Today’s sophisticated laser scanners employ a flying dot approach to solve the surface variation and reflectivity problems. Measurements are performed by using the same basic system show in Figure 1, but forming a laser line by sweeping the laser spot over an angle using a rotating polygon mirror. (See Figure 2).

Since it is still a single spot device, the intensity of the laser light can still be continuously adapted for each point on the line, in real time, by feedback to the optimal intensity for the surface of the part.  And because the image sensor is only 1-D, the camera speed is much faster-at 20,000 Hz, almost 500 times than of a 2-D image sensor. The result is a more accurate measuring system that eliminates the fine tuning of the scanner to the object being measured, removes the need for surface treatment such as powdering and does not require photogrammetric targets.

When a flying dot scanner is linked to a laser tracker, the measuring process can be conducted within large distances to microns of accuracy. This system works through the use of extremely accurate distance measurements using the tracker’s laser and a digital camera system that tracks infrared light- emitting diodes (LEDs) mounted on the scanner’s housing.

This integration of long distance location and orientation measurement together with a laser line scanner enables an operator to scan objects, such as aircrafts, in a very large volume up to 98 feet, a distance nearly 10 times larger compared to a standard hand scanner coupled with a portable arm.

Figure 2
A polygon mirror makes a laser “fly” across the surface to form a line. Source: Hexagon Metrology

New Applications

Presently, flying dot scanners with laser trackers are available as a manual device or robot-mounted for fully automated, repeatable path scanning. Because flying dot technology can automatically scan and reliably handle a diverse range of surfaces, there is now demand from the field for a highly flexible scanning probe to be mounted on portable arms and DCC CMMs. This will require more research and development from industry players.

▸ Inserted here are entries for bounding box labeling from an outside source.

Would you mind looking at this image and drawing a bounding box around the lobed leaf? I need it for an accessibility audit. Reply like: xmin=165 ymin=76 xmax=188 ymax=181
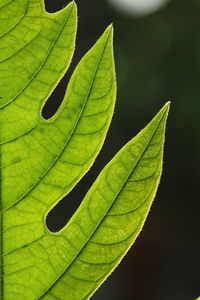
xmin=0 ymin=0 xmax=169 ymax=300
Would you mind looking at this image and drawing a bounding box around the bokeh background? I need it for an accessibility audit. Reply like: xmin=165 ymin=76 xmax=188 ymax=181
xmin=43 ymin=0 xmax=200 ymax=300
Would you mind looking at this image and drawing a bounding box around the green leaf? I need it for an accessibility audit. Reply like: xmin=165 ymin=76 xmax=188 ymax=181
xmin=0 ymin=0 xmax=169 ymax=300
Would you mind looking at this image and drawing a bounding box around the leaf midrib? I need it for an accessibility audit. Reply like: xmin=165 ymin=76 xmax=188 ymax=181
xmin=37 ymin=107 xmax=167 ymax=300
xmin=3 ymin=26 xmax=111 ymax=211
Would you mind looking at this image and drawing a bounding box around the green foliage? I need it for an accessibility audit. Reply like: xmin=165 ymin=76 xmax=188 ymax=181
xmin=0 ymin=0 xmax=169 ymax=300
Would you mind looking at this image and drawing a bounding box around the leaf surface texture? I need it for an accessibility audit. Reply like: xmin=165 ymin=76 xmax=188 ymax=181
xmin=0 ymin=0 xmax=169 ymax=300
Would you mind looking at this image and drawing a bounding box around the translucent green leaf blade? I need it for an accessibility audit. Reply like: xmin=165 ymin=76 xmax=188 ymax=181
xmin=0 ymin=0 xmax=116 ymax=300
xmin=0 ymin=0 xmax=169 ymax=300
xmin=41 ymin=103 xmax=169 ymax=300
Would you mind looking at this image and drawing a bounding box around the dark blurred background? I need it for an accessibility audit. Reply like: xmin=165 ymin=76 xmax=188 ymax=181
xmin=43 ymin=0 xmax=200 ymax=300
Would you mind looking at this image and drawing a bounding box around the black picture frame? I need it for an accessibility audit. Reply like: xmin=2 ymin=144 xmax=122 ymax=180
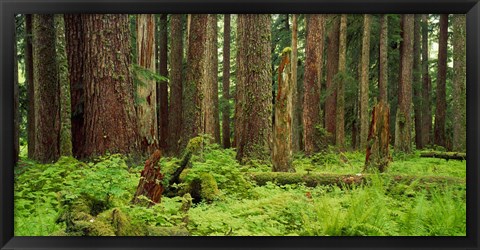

While it is anticipated that the basic laser line triangulation scanners will proliferate at the lower end of the market, flying dot technology will dominate in the areas where there is a customer need for reproducible, high accuracy solutions that work reliably without the need for time- consuming operator input during the setup and/or measurement process. Q

Tech Tips

  • Flying dot technology can automatically scan and reliably handle a diverse range of surfaces.
  • The integration of long distance location and orientation measurement together with a laser line scanner enables an operator to scan objects in a very large volume up to 98 feet.
  • Presently, flying dot scanners with laser trackers are available as a manual device or robot-mounted for fully automated, repeatable path scanning.